Zum ER-Streß haben wir mehr in unserem Blog-EIntrag erklärt:
Fabry als lysosomale Speichererkrankung, steckt womöglich mehr dahinter
(Quelle u.a.: https://doi.org/10.1101/2022.09.27.509714)

Daher schreiben auch die meisten Autoren noch den Zusatz, daß aufgrund der geringen Fallzahl und verschiedener offener Fragen die Apathogenität nicht unbedingt nachgewiesen werden kann und weitere Forschungen nötig sind.

Notwendige Forschungen, die durch das absichtliche Ausfiltern der umstrittenen Mutationen im Genlabor unmöglich gemacht werden.

Beispiel:
Auch eine Veröffentlichung aus 2020 bezieht sich auf diese beiden Studien um die Apathogenität nachzuweisen.

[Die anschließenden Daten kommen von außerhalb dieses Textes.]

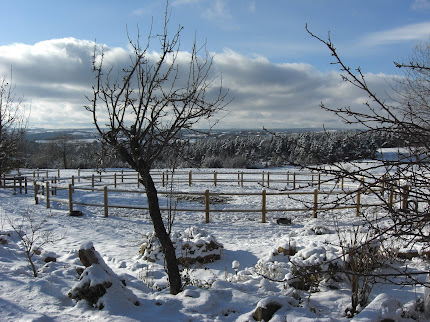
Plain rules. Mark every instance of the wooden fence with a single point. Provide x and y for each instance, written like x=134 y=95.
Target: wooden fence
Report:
x=45 y=187
x=294 y=179
x=48 y=192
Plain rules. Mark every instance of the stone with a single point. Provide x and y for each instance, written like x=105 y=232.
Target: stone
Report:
x=88 y=257
x=266 y=313
x=97 y=282
x=283 y=221
x=49 y=259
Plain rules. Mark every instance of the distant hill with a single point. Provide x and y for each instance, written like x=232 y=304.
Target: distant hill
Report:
x=37 y=134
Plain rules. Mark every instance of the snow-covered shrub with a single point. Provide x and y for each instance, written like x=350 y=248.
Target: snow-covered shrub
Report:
x=273 y=270
x=98 y=284
x=314 y=264
x=192 y=245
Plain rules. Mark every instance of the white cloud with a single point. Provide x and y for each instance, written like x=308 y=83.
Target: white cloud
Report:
x=252 y=7
x=412 y=32
x=420 y=5
x=218 y=11
x=55 y=76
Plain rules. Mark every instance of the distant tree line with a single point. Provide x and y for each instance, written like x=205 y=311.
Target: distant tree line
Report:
x=252 y=151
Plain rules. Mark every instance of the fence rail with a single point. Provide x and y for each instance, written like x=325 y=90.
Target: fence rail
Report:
x=295 y=179
x=46 y=191
x=46 y=187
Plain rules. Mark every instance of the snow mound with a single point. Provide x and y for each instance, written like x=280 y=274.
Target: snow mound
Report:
x=192 y=245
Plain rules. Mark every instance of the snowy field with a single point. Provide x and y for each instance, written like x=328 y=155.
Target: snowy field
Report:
x=251 y=271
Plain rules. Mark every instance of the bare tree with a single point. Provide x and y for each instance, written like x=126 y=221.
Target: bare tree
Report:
x=13 y=123
x=147 y=105
x=405 y=115
x=408 y=118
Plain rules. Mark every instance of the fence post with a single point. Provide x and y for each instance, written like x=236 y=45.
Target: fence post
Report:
x=70 y=198
x=391 y=197
x=36 y=191
x=207 y=206
x=105 y=201
x=48 y=203
x=405 y=196
x=263 y=206
x=294 y=180
x=241 y=179
x=55 y=186
x=357 y=214
x=315 y=203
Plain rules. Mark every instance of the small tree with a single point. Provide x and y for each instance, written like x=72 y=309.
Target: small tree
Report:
x=13 y=122
x=147 y=105
x=408 y=118
x=405 y=116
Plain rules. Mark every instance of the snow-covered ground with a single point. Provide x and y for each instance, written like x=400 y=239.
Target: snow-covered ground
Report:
x=250 y=272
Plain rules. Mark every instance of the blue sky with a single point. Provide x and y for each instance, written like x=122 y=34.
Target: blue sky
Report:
x=276 y=72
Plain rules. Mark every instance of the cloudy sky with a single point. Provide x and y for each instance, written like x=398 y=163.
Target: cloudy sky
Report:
x=276 y=73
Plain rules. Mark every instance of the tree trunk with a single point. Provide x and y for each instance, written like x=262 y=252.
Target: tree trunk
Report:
x=162 y=235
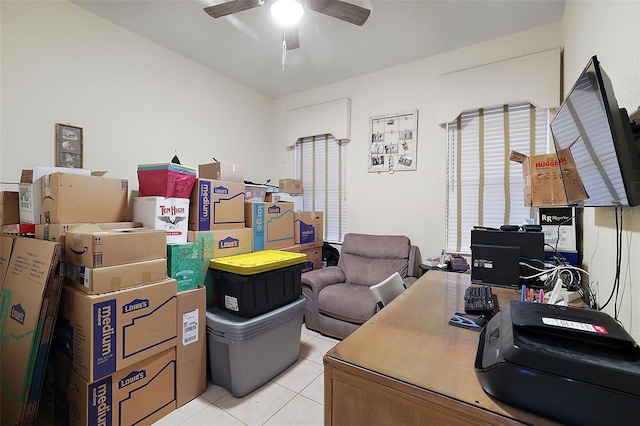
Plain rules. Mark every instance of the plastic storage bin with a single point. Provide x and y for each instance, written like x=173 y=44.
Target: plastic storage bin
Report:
x=244 y=354
x=252 y=284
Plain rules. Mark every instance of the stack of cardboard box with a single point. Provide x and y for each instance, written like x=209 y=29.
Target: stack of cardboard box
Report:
x=308 y=225
x=127 y=345
x=216 y=218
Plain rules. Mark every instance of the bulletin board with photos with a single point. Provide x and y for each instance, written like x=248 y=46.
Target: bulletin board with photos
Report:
x=394 y=142
x=69 y=149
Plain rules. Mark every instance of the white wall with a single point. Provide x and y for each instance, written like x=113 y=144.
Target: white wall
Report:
x=609 y=29
x=408 y=203
x=137 y=102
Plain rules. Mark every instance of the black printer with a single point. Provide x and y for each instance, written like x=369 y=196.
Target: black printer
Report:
x=574 y=365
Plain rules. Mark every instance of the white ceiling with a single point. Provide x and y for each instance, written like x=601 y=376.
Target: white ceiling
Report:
x=247 y=46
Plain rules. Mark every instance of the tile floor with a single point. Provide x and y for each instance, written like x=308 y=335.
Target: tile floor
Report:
x=295 y=397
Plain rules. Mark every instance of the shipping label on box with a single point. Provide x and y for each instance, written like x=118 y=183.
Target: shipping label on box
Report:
x=167 y=214
x=78 y=198
x=296 y=199
x=111 y=278
x=103 y=333
x=308 y=227
x=216 y=204
x=9 y=207
x=290 y=186
x=271 y=224
x=94 y=247
x=544 y=182
x=191 y=350
x=138 y=395
x=219 y=243
x=183 y=262
x=222 y=171
x=24 y=301
x=29 y=200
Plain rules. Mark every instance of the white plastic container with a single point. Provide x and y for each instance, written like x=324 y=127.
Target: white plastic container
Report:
x=244 y=354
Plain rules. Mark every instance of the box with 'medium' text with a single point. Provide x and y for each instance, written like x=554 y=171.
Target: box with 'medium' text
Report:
x=140 y=394
x=216 y=204
x=103 y=333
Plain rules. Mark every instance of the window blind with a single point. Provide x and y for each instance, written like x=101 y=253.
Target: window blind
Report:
x=534 y=77
x=483 y=187
x=321 y=165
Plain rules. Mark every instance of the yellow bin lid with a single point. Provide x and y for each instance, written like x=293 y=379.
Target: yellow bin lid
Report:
x=257 y=262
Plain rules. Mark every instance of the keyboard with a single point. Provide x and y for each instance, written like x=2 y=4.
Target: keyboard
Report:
x=478 y=300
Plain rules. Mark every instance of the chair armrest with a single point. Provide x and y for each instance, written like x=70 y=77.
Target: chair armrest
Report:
x=414 y=262
x=318 y=279
x=312 y=283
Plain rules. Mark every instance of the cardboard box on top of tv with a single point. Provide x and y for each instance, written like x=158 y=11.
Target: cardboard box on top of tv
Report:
x=550 y=179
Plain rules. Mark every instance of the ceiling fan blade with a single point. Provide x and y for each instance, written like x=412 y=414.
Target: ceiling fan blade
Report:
x=231 y=7
x=338 y=9
x=291 y=38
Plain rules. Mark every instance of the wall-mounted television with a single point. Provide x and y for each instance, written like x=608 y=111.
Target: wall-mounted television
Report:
x=604 y=143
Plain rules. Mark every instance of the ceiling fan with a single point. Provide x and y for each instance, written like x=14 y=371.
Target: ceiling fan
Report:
x=334 y=8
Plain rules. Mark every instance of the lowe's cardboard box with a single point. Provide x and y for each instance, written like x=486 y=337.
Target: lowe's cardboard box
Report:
x=290 y=186
x=308 y=228
x=216 y=204
x=222 y=171
x=214 y=244
x=104 y=333
x=167 y=214
x=78 y=198
x=94 y=247
x=271 y=224
x=296 y=199
x=112 y=278
x=543 y=179
x=28 y=302
x=191 y=349
x=140 y=394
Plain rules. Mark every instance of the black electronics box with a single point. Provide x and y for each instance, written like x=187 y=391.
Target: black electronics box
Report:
x=569 y=364
x=501 y=258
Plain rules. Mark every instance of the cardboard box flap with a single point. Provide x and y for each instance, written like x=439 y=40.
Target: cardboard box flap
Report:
x=517 y=157
x=26 y=176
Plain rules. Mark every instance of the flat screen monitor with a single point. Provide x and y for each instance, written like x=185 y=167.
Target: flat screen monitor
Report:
x=601 y=139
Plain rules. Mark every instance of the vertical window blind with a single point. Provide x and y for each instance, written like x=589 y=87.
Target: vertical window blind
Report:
x=484 y=188
x=321 y=165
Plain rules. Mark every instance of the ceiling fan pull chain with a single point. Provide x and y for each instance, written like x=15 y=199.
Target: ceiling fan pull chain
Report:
x=284 y=48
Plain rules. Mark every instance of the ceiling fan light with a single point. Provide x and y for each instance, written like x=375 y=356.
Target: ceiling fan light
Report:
x=286 y=12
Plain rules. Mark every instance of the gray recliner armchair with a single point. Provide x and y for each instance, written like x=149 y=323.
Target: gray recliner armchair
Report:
x=338 y=299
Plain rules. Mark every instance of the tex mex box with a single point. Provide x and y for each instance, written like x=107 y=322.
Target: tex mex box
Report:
x=103 y=333
x=216 y=204
x=138 y=395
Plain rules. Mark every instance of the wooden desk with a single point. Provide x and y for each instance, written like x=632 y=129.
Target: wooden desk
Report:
x=407 y=366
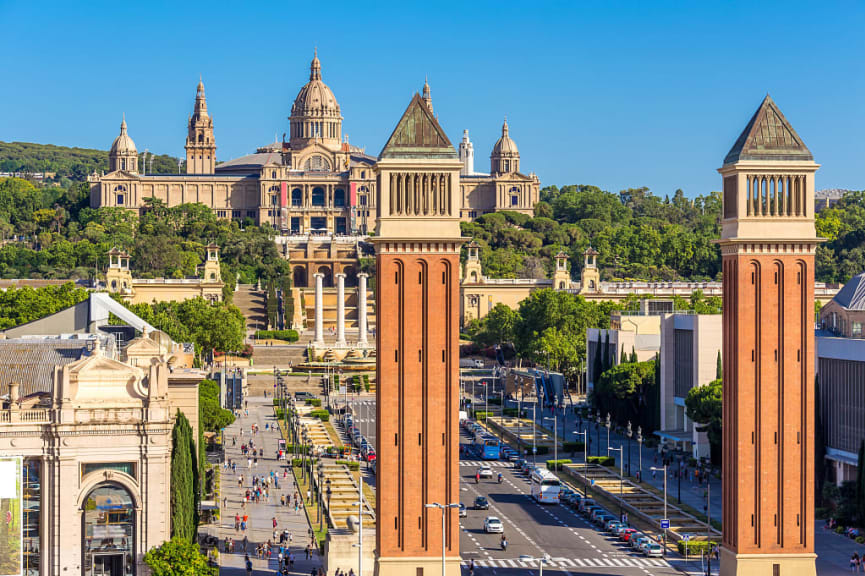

In dieser Veröffentlichung („An expert consensus document on the management of cardiovascular manifestations of Fabry disease“, Linhart et al. 2020) wurde geschrieben: „As a cautionary example, the p.Asp313Tyr change results in a serum pseudodeficiency of AGAL-A activity and is not disease-causing. Similarly, a number of GLA variants previously thought to be disease-causing (e.g. p.Arg118Cys) have been shown to be of uncertain significance or likely benign. “ (Danach folgt eine Quellenangabe)

Wir haben die Quellen soweit zurückverfolgt, bis wir zur Originalquelle vorgedrungen waren:

In der Datenbank Varsome wiederum werden die Studie von Yasuda als Quelle benannt, um die Pathogenität nachzuweisen.